My wolf lifts his head and inhales. Fresh, early-summer air hits my nose. Yes, it’s a little dry but my wolf’s tongue lolls outside of my mouth, as if he’s smiling. The ground beneath our feet, though harsh and rocky, enlivens us somehow.
In the distance, I can hear birds high in the trees, chirping and singing as their form of communication with one another.
This is the first run my wolf has been on in more than a year. Given it’s been around ten or eleven months that I was locked away, and before that I rarely went on pack runs in the last five years or so.
I hadn’t realized how deeply my wolf yearned to get out for a run. I’d stuffed him so far down, almost pretending that I wasn’t even half-wolf.
Chance, still ahead of me, makes a sound close to a bark and then juts his head to the left, signaling for me to follow him into the forest that cuts around the back of the commune.
I remember the area well. The area is forested before a small field opens up that looks down on the majority of the commune.

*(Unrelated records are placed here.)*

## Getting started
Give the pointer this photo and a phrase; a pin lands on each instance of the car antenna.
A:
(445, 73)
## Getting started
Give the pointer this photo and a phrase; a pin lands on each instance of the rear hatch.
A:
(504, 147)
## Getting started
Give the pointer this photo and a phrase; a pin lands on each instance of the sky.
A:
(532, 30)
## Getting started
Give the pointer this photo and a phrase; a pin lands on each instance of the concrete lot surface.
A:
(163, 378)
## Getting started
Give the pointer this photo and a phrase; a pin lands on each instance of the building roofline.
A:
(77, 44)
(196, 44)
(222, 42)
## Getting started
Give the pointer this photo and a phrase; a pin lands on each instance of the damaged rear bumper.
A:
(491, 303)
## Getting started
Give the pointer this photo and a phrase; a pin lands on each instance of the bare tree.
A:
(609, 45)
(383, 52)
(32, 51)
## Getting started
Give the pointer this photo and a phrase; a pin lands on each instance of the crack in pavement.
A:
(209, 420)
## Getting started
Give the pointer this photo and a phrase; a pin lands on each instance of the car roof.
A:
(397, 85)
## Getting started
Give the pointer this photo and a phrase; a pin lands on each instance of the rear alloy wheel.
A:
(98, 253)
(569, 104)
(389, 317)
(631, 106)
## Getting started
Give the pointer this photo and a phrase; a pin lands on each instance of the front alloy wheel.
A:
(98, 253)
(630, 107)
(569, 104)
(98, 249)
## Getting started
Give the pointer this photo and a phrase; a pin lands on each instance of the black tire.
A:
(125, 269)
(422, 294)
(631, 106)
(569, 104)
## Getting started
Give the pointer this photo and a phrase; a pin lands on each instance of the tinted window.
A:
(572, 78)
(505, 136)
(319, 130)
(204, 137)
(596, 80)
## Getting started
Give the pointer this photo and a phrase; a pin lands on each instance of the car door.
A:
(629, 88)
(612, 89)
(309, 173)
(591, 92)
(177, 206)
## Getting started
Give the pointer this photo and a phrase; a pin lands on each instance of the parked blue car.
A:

As I follow Chance, I take in the familiar sights. That is, until something stops me.
I come up so short that Mike’s wolf almost slams into me. He makes a shrieking sound before veering off at the last second, avoiding the collision.
Mike nor his surprise are my main concern as my wolf, still heaving from running, trots over to what looks like a grave site. The closer we get, the harder my heart begins racing.
It is a gravestone.
This wasn’t here the last time I was in this place.
What’s even more surprising, isn’t the fact that the gravestone is there, but the name on the stone.
Ashley Nightwolf.
As soon as we read the name, a pain unlike anything I’ve felt—which is saying a lot—starts in my chest. Like a star bursting wide open, it spreads throughout the rest of my body.
My wolf raises his head and lets out a wail that I suppose neither Chance nor Mike had ever heard before. They both rush to my side, nudging me with their massive wolf heads to get me to, I don’t know, move along.
All I can think of, though, is the name on the tombstone.
Ashley.
My Ashley?
Is she gone?
Didn’t we just see her a few nights ago? Did I harm her in my pain-filled insanity? Is that what happened?
My wolf’s mind has taken over, thinking she’s gone. All that’s left is his natural instincts taking over.
My wolf digs at the ground with sharp claws. What he’s digging for, I don’t know. Evidence that this isn’t true, possibly. That she is still here. I can’t see her, but this, this can’t be true.
Ashley still has to be alive.
Even the nudges and communications from the beta wolves on either side of me don’t get my wolf to calm down. He’s completely lost it, still wailing in pain while also digging, scraping, and clawing at the ground.
No! No! No! is all that rings through both of our minds.